The original recipe was given to me by a pastry cook friend of mine, who was sworn to secrecy by her friend, whose Southern forebears would probably roll over in their graves knowing that their heirloom recipe had been passed along to a Yank like me. Until that day I had never been able to produce a moist delicious cornbread from any recipe I tried. Even the Joy of Cooking let me down, and forget the recipe on the back of the cornmeal package. Every attempt resulted in dry, crumbly bread – barely edible when fresh, and definitely not edible the next day. This, I have sadly come to learn, is what distinguishes Northern style cornbread from it’s Southern cousin. Northern cornbread is traditionally a savory affair, with a higher proportion of cornmeal, often omitting flour altogether. Was I wrong to want the kind of cornbread I loved at barbecue joints – that sweet, moist bread that was just perfect for mopping up sticky meaty barbecue sauce dripping from a rack of St. Louis pork ribs?
Well, this was it. However, my adaptation differs from the original on two points. First, the recipe given to me called for a portion of cake flour, which is not something I always have on hand. I make it with 100% all purpose flour and actually prefer that it’s not as cakey and has a nice looser crumb. The second adjustment is in the glaze. The original recipe calls for a glaze of honey, butter, and water, but I have added that old Yankee flair by using maple syrup in place of honey, and adjusting the proportions to account for it. Applied after the cornbread has baked and has had time to cool slightly, the glaze is the magic key to keeping it moist and buttery. It is even good cold, and will never need to meet a pat of butter. It keeps well, stored in an airtight container at room temperature for up to two days, but I have never seen it sit around for that long.
By the way, anyone who wants to try the original recipe can send me a message and I will be happy to send it to you. However I cannot so publicly breach a confidence as by publishing it. Cheers.
INGREDIENTS, for (1) 9″ x 13″ cake pan:
2 c. cornmeal
2 c. sugar
2-1/2 c. all purpose flour
2 Tbsp. baking powder
1 tsp. salt
1/3 c. corn, or other neutral cooking oil
1 c. milk
1/2 c. buttermilk
3 oz. (6 Tbsp.) brown butter (see step 3 below)
1-1/2 oz (3 Tbsp.) butter
1/3 c. pure maple syrup (not the fake stuff, please)
1-2 Tbsp. water
a pinch of salt (optional)
1. Preheat oven to 375 degrees. Spray the baking dish or grease with butter.
2. In a large bowl, whisk together the cornmeal, flour, sugar, baking powder, and salt. In a separate bowl mix the eggs, corn oil, milk, and buttermilk.

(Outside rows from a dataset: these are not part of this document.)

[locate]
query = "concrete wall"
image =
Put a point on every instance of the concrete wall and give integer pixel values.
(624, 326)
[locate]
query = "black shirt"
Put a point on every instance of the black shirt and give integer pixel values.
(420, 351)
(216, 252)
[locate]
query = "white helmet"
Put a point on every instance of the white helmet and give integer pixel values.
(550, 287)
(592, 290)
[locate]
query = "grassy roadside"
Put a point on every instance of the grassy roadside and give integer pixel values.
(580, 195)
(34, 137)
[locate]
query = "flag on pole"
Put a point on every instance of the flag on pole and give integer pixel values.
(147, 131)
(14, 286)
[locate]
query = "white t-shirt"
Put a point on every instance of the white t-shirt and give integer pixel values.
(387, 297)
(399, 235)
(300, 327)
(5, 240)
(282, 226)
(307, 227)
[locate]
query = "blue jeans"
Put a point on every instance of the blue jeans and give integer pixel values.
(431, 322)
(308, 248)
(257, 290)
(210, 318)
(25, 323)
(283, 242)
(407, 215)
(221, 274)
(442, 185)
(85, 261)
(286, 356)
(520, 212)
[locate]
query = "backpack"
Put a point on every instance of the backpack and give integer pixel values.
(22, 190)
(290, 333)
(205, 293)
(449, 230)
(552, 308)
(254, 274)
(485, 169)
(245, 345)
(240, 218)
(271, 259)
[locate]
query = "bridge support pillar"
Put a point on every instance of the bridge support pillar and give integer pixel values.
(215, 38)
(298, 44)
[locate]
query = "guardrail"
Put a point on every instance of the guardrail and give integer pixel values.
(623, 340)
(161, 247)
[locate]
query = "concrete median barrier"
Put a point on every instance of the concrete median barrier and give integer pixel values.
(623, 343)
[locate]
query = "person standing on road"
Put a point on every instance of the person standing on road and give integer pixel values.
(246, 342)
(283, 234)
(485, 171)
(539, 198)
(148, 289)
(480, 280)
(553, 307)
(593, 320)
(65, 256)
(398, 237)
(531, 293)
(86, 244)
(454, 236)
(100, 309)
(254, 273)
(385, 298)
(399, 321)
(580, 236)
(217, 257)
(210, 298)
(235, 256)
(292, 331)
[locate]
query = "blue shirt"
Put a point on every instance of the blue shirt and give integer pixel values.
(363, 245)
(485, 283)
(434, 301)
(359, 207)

3. Meanwhile, make the brown butter. Place the 3 oz. of butter in a small saucepan or saute pan and melt over medium-high heat. Watch it. First the butter will melt, then it will start to foam as the fat separates from the milk solids, visible as white granules or clumps. Once all the water in the butter has evaporated, the milk solids will start fry. Once they are lightly browned and take on a nutty aroma, the butter is ready. Remove immediately from the heat, and be careful because brown butter is VERY HOT. It will continue to cook even after you have taken it off the heat , so let it cool some before using it. Also, take care that you don’t burn the butter or it will impart a bitter, carbon like flavor to your bread.
4. Make a well in the center of the dry ingredients and pour in the egg and milk mixture. With a few swift strokes of a wooden spoon or whisk, mix them together briefly. Pour in the cooled brown butter and stir in immediately until the batter is just smooth and uniform, taking care not to overwork it.
5. Pour the batter into the baking dish and bake in on the middle rack of the oven for 30 minutes or until a skewer stuck in the middle comes out clean or with only some crumbs sticking to it. Let cool 5-10 minutes.
6. While the cornbread cools, make the glaze by simply heating all the ingredients together in a small saucepan until the butter is melted. Whisk or stir it briefly to combine the butter with the water and syrup. Using a pastry brush, dab the glaze all over the top of the cornbread. Allow the glaze to absorb and set before cutting the cornbread.